As we progress, the Gospel leads us to understand that Christ is joy and truth, that Christ is paradise. St. John the Evangelist says there is no fear in love, but perfect love casts out fear, because fear involves torment. The person who fears is not perfected in love. As we exert ourselves out of fear, we gradually enter into the love of God. Then the torment of hell, fear, and death all disappear. We are interested only in the love of God. We do everything for this love, as the Bridegroom does for the Bride.
That’s the end of the quote from St. Porphyrios.

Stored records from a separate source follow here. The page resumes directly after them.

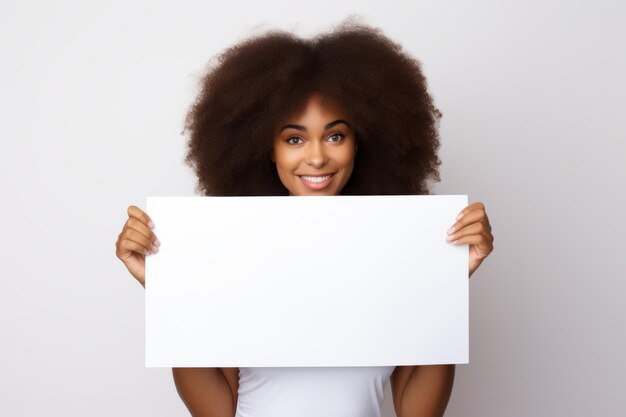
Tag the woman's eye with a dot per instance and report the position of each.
(335, 137)
(294, 140)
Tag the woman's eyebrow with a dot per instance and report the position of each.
(303, 129)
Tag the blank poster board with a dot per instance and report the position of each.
(306, 281)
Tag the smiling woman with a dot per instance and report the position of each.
(259, 86)
(347, 112)
(314, 153)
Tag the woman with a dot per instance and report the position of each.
(347, 112)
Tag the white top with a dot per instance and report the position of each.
(312, 391)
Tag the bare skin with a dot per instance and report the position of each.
(311, 148)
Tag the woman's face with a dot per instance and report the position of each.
(314, 151)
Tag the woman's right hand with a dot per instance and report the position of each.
(136, 242)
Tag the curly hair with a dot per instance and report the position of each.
(254, 85)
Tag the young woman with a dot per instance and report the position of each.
(347, 112)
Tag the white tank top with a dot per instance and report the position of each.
(312, 392)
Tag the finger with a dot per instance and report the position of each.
(472, 229)
(137, 237)
(133, 223)
(140, 215)
(127, 247)
(469, 216)
(479, 240)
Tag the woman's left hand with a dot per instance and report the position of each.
(472, 227)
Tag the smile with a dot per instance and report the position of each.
(317, 182)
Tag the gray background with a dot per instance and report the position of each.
(92, 102)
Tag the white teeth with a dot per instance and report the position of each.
(316, 179)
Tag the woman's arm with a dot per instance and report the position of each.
(208, 392)
(422, 391)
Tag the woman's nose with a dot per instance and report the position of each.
(316, 155)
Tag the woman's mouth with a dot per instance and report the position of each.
(317, 182)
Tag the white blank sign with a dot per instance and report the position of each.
(306, 281)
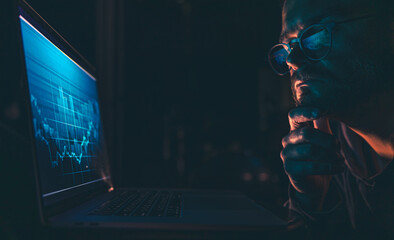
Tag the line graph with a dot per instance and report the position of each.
(66, 136)
(65, 115)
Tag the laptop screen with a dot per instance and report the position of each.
(65, 115)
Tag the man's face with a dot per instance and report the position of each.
(349, 75)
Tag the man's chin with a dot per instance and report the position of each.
(309, 100)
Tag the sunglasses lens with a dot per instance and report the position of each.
(277, 58)
(316, 42)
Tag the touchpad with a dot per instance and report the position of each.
(218, 202)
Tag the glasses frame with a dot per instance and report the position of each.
(290, 46)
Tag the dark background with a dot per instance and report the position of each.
(188, 97)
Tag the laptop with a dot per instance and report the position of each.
(73, 177)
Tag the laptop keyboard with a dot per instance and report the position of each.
(141, 204)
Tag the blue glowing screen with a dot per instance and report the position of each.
(65, 112)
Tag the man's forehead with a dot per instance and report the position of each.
(298, 14)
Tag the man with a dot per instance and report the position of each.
(338, 154)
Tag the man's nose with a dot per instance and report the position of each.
(296, 58)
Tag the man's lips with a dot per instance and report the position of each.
(300, 83)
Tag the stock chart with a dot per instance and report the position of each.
(65, 114)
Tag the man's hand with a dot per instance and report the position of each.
(310, 155)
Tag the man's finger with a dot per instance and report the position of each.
(307, 168)
(300, 117)
(308, 152)
(310, 135)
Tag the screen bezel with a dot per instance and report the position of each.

So we are told that fear and hell are tools, tools to help moral beginners, tools that spur us in the right direction when our hearts are very dark and turned away from God. However, they are tools that lead us to love, tools that are laid aside when we turn away from our own darkness and towards God’s light as we repent. Perhaps those of us who have come to love God but are still tormented by a fear of punishment, perhaps what we need to do is just let go. What may have served a useful role in our spiritual life at one point is no longer useful. In fact, it’s getting in the way. It’s time to grow up in God, to love our heavenly Father just because he loves us.

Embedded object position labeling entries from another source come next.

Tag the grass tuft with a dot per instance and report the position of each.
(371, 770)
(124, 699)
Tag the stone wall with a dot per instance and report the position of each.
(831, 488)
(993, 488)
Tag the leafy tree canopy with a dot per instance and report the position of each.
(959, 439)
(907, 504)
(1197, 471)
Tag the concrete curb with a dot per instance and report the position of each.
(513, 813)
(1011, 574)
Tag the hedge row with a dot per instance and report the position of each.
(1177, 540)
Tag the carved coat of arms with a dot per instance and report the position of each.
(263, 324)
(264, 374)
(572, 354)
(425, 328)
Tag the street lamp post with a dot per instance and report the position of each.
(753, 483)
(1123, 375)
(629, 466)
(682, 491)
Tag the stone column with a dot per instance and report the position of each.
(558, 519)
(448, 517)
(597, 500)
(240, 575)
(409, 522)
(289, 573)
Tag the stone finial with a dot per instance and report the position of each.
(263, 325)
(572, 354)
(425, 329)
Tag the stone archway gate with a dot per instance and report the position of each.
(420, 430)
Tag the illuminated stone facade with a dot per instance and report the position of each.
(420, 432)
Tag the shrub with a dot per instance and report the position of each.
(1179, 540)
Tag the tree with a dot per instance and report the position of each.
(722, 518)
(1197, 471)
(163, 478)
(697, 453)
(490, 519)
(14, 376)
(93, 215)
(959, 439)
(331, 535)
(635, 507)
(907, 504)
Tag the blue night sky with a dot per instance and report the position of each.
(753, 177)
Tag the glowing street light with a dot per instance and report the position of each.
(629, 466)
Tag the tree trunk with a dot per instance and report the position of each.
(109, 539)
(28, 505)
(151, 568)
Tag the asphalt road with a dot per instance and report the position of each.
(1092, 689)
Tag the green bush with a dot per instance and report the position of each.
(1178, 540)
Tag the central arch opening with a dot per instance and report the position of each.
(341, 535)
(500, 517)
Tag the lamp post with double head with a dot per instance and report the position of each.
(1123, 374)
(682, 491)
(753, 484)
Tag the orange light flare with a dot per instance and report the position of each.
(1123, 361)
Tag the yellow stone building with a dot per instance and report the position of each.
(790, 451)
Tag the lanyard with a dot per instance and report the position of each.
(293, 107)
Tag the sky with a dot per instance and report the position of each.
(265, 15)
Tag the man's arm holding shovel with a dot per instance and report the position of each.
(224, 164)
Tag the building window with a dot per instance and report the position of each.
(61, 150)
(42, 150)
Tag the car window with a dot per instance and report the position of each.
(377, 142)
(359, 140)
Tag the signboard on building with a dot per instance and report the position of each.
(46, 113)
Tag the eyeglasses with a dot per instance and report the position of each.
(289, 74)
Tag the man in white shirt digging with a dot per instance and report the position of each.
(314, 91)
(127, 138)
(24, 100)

Here is a story that I think might be helpful. When I was in high school and college, I hated writing. It’s kind of ironic, because I went on to make my living teaching writing, but nonetheless this is true. In my mind, I associated writing with red marks telling me everything I had done wrong and seeming to ignore what I was actually trying to say. Now, red marks correcting spelling and punctuation may indeed serve a useful purpose in helping someone learn to write well, but there comes a point when one has to overcome the fear of making a mistake by the desire to communicate. This overcoming did not happen to me until I was in graduate school. The best marks I ever got in my undergraduate writing courses were C-minuses. I hated writing. It was a mine-field to me. I wrote to avoid mistakes rather than to say something.

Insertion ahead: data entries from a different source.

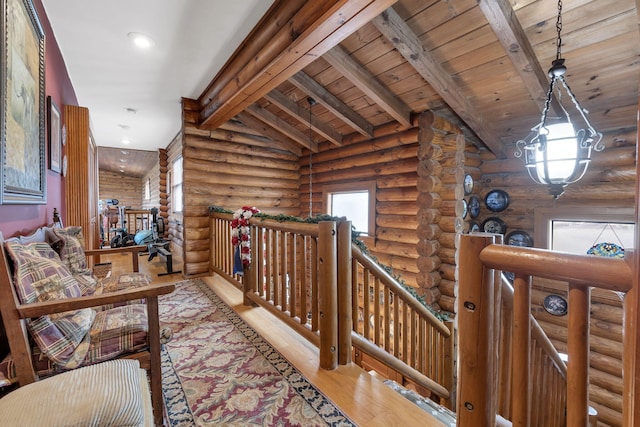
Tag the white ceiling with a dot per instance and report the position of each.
(193, 40)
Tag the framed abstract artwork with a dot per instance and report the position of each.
(23, 110)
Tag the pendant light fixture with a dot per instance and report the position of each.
(555, 153)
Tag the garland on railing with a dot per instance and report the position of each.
(241, 232)
(443, 316)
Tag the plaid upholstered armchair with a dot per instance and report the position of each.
(72, 318)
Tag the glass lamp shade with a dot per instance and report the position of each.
(558, 157)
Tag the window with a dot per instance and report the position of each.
(176, 185)
(577, 229)
(355, 201)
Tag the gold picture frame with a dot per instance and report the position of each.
(22, 97)
(55, 136)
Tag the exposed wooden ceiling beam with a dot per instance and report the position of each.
(280, 141)
(502, 19)
(285, 128)
(393, 27)
(315, 28)
(295, 111)
(305, 83)
(364, 80)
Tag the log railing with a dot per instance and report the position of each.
(314, 279)
(506, 373)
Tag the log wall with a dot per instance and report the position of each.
(610, 183)
(225, 169)
(153, 177)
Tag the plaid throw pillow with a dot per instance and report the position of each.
(71, 252)
(39, 275)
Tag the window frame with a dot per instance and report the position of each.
(543, 217)
(354, 187)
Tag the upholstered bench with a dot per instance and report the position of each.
(72, 318)
(113, 393)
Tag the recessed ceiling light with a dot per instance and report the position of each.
(141, 40)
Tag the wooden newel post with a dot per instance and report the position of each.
(248, 271)
(578, 352)
(328, 294)
(476, 401)
(345, 319)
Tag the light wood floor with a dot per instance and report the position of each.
(363, 397)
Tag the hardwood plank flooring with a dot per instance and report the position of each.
(362, 396)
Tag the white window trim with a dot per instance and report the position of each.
(544, 216)
(350, 187)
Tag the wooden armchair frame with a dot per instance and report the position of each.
(14, 315)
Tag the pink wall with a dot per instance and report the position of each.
(17, 219)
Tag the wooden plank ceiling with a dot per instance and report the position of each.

But then in graduate school, things changed. For one, I was allowed to use an editor, and I was allowed to hire a typist. Alas, personal computers were still a decade away. The professors were interested in what I had to say. Suddenly, I was writing A papers. I was writing to say something, not to avoid mistakes. I think a similar transition has to happen in our relationship with God. Sooner or later, we just have to shed the fear of making mistakes and just love God because he loves us.